Recently I attended the "5th Monday" board of selectmen meeting, where the focus was on the Brox issue. Members or supporters of the Brox Environmental Citizens spoke against the towns’ intention to sell the property, while several members of the general public spoke in support of the town.

One speaker, in a somewhat rambling state­ment, accused the entire BOS of essentially being corrupt and conducting backroom-style, sweet­heart deals with "the old boy network", as a normal method of conducting business. The speaker then went on to state that the BEC was not a small group as shown by the 161 or so signatures collected on a petition. If Milford’s estimated population is 15,164 people, that’s slightly more than 1 per­cent, a small amount by most definitions. I don’t mean to imply that their opinions hold less weight than anyone else’s, we’re all entitled to a say. The speaker also took offense with town employees and members of other boards expressing their own opinions on the matter, as if they’re not allowed to do so. Acting as private citizens, I believe they most certainly have that right.

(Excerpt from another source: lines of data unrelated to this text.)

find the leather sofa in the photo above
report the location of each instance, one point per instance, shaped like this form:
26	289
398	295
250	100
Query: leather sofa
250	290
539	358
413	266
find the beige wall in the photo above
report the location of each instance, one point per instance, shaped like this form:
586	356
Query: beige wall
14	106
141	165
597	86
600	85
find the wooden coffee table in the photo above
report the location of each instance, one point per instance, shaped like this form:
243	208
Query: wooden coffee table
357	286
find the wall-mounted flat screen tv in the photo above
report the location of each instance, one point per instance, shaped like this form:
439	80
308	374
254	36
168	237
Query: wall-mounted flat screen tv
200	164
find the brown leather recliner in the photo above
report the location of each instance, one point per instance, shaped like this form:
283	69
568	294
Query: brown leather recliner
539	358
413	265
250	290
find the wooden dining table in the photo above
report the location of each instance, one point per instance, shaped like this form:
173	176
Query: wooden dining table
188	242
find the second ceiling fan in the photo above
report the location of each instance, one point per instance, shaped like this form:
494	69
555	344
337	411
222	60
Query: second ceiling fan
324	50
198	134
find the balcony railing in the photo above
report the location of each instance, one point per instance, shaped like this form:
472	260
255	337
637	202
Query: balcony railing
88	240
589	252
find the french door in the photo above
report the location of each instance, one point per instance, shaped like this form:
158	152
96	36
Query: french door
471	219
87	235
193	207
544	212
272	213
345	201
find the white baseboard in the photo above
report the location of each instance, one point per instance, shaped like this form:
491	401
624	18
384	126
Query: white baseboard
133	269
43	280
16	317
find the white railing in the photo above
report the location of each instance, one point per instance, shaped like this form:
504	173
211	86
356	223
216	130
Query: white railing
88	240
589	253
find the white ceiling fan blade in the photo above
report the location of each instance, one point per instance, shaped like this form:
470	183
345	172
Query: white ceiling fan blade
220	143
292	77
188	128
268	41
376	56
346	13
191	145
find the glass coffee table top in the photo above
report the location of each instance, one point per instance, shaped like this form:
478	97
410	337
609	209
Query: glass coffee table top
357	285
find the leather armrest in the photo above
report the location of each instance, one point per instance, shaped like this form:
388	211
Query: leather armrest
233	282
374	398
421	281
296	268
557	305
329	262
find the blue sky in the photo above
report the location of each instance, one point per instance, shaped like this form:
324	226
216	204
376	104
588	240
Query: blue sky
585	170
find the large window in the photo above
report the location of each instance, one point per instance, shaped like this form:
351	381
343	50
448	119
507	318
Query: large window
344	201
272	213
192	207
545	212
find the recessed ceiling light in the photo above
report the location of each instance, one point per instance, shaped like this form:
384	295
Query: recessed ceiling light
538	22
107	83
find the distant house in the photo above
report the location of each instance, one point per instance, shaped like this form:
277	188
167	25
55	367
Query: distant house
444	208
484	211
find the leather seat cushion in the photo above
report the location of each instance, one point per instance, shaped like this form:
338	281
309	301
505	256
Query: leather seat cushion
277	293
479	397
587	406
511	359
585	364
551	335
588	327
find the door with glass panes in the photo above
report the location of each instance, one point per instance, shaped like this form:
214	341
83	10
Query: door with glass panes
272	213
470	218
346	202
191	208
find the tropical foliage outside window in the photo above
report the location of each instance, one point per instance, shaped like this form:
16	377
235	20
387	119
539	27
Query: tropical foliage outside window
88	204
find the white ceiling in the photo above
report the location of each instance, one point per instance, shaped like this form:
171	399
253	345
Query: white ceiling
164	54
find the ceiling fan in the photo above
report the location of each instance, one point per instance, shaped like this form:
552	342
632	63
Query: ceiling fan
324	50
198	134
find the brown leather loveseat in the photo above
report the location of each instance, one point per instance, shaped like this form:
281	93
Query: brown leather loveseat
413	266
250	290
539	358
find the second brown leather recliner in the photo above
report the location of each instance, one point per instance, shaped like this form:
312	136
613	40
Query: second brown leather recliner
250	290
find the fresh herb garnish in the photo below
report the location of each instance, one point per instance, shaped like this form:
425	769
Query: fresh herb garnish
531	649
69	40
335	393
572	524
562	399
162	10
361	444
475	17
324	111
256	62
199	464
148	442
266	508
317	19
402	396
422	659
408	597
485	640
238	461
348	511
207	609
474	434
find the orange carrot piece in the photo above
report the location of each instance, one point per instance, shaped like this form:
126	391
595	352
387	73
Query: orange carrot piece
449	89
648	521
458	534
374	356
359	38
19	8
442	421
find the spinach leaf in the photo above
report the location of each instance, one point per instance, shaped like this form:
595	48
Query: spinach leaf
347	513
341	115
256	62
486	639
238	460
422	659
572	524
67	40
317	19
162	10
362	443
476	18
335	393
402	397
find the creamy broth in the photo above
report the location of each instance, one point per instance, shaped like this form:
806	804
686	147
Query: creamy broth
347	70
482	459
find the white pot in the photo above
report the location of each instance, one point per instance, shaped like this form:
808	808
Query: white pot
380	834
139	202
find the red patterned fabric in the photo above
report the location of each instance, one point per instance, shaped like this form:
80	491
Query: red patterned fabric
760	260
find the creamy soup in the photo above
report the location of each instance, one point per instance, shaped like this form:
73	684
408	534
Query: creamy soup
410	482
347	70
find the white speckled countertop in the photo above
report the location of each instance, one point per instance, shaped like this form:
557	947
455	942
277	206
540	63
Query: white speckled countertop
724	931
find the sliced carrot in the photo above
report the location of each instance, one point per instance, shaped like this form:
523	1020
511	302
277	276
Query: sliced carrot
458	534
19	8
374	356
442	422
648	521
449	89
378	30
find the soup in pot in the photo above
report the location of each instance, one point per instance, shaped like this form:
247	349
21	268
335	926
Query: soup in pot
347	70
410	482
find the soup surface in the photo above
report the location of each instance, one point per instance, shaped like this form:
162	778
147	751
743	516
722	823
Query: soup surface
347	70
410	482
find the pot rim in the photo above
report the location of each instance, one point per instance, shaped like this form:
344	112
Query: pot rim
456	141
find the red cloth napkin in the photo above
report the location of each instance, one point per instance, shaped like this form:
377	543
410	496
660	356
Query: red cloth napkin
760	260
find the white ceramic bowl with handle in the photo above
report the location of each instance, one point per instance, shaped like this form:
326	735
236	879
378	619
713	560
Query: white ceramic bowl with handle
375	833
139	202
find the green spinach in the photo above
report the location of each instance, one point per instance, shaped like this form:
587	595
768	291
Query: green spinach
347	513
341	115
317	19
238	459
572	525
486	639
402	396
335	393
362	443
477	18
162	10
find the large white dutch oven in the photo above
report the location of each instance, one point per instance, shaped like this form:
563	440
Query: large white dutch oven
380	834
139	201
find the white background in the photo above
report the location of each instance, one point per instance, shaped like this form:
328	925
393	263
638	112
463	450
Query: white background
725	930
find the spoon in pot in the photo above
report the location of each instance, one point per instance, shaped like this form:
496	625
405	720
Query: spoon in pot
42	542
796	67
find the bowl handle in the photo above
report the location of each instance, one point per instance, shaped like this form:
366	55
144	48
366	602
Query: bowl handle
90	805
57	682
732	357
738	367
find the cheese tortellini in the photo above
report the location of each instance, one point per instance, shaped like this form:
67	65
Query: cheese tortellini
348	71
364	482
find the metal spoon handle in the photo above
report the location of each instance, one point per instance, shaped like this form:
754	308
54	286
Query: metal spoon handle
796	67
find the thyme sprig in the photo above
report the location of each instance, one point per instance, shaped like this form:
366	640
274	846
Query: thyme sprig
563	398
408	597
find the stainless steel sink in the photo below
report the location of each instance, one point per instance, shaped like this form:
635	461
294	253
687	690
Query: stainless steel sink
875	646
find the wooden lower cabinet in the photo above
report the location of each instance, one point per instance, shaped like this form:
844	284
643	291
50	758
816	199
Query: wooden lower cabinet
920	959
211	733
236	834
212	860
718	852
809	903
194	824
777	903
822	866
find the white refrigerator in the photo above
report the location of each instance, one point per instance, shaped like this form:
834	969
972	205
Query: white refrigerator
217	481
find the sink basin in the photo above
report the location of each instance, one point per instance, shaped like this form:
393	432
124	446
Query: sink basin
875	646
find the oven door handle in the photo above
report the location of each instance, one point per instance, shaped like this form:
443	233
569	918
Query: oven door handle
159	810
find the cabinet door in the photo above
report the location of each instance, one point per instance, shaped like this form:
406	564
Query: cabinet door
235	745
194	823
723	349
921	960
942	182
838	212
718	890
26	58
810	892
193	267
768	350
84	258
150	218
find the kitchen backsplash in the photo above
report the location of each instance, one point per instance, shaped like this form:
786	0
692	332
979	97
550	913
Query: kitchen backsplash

If the BEC had their way, Milford wouldn’t be allowed to grow any larg­er than what it currently is and in their opinion is too big already. The town itself was described as "turning into Nashua" and it was suggested that eco-tourism could save the day. If that’s a solu­tion, the "eco tourists" will be staying in the sur­rounding towns, spending their money elsewhere, while hopefully hiking or otherwise making use of the area, because in fact, short of the motel on Elm Street, there is no lodg­ing here in town. With crumbling infrastructure and a stagnant tax base, the town needs to add tax generating properties to the rolls or things will get worse. That’s not my opinion, that’s fact. Would you rather hundreds of new homes be built tak­ing even more land or to have a business come to town and move into an area that has always been slated for commercial development?

I’ve really never been one to make waves but the anti-Brox group doesn’t speak for me, I can do that just fine my­self and will be doing so more often.

Milford is a great town, but if it’s going to pros­per or even just survive, change is inevitable.